Scientific Journal Writing – No Easy Task

September 11, 2023

Since 2011, the Crawford Fund has been presenting Master Classes in Communicating Research, which cover in about six days a range of skills that scientists need to communicate their work to a general audience. Participants have come from across the Pacific, Asia and Africa and in each region the need has been expressed for specialist training for greater acceptance of papers in scientific journals – a whole different set of skills. Recently, mentor Dr Chris Beadle carried out capacity building for Indonesian scientists writing papers for international journals and his report follows:


A book “Sharing Knowledge: a Guide to Effective Science Communication” published 20 years ago by Julian Cribb and Tjempaka Sari Hartomo contained the following: “it has been claimed that up to half of the world’s scientific papers are never read by any other than their authors, editors and reviewers, and 90 per cent are never cited”. Twenty years later, and with the huge increase in the number of scientific journals out there, it’s likely worse, and with open access you may be paying lots of money and not getting cited, and self cites don’t count!

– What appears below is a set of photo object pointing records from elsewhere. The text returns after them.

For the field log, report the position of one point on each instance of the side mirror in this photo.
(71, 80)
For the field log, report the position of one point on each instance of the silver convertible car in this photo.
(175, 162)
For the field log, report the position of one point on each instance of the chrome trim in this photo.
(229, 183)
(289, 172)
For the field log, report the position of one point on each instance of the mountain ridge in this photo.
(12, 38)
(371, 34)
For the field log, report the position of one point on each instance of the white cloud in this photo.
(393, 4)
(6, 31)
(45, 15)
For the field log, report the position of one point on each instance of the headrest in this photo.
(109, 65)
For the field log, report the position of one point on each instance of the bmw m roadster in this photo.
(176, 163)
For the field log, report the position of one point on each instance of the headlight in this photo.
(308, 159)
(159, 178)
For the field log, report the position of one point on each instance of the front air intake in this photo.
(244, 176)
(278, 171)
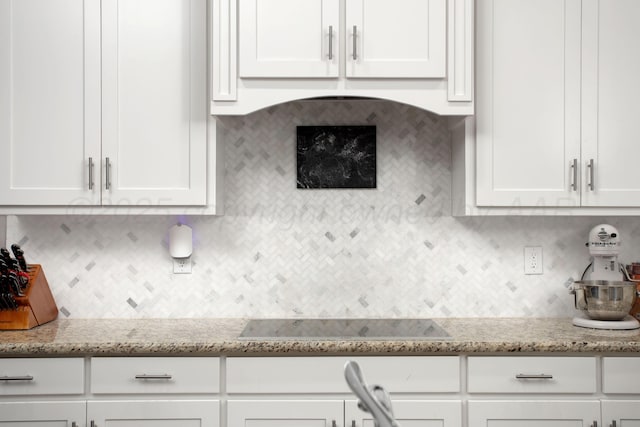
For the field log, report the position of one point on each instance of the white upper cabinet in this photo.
(154, 102)
(407, 40)
(49, 100)
(610, 108)
(556, 106)
(266, 52)
(289, 38)
(103, 104)
(528, 102)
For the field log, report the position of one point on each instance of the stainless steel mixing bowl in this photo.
(604, 299)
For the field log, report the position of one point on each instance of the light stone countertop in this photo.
(180, 337)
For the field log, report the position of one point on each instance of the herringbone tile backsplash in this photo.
(393, 251)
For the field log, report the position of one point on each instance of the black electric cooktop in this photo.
(418, 329)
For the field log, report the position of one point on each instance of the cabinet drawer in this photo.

So, an essential rule when it comes to scientific paper-writing is that the author(s) must capture the readership you (they) are after, and in a way which persuades that readership to use the paper you are writing, and cite it in their publications.

This is no easy task, and as most journals now require papers to be written in English, even more difficult if this is the author’s second language.

If you want to learn how to give yourself the best chance of getting your paper accepted, signing on to a paper-writing workshop or tutorial when you are ready to write gives you an opportunity to work with a mentor who can keep you on track throughout the writing process.

In a recent tutorial workshop sponsored by Crawford Fund for seven National Research and Innovation Agency (BRIN) staff in Yogyakarta, Indonesia, a first key learning was an understanding of the discipline required to meet the requirements of the main sections of the paper: the Introduction, Methods, Results and Discussion which are respectively about “why did I do it, what did I do, what did I find, and what does it mean?”

Other learnings were the art of writing in a logical order, the crucial need to define terms, avoidance of repetition, and to make the paper interesting and easy to read. Finally, the paper had to offer original information and be written in such a way that it was adding new understandings about the topic being studied. That all statements being made were accurate and properly referenced was a must, and the use of copy and paste approaches to writing needs to be avoided as this often leads to potential “plagiarism”.

No papers were finished in the week allocated, but the mentor is staying with the authors until the paper is ready to be submitted, by which time the intention is that the manuscript is in good shape and will have a high chance of being accepted and once published, cited! That said, there is still a lot of hard work ahead before that goal is achieved.

For many scientists, writing papers is often the most confronting professional task they have to address, but you only learn by writing, and then as frequently as possible, or the art is lost.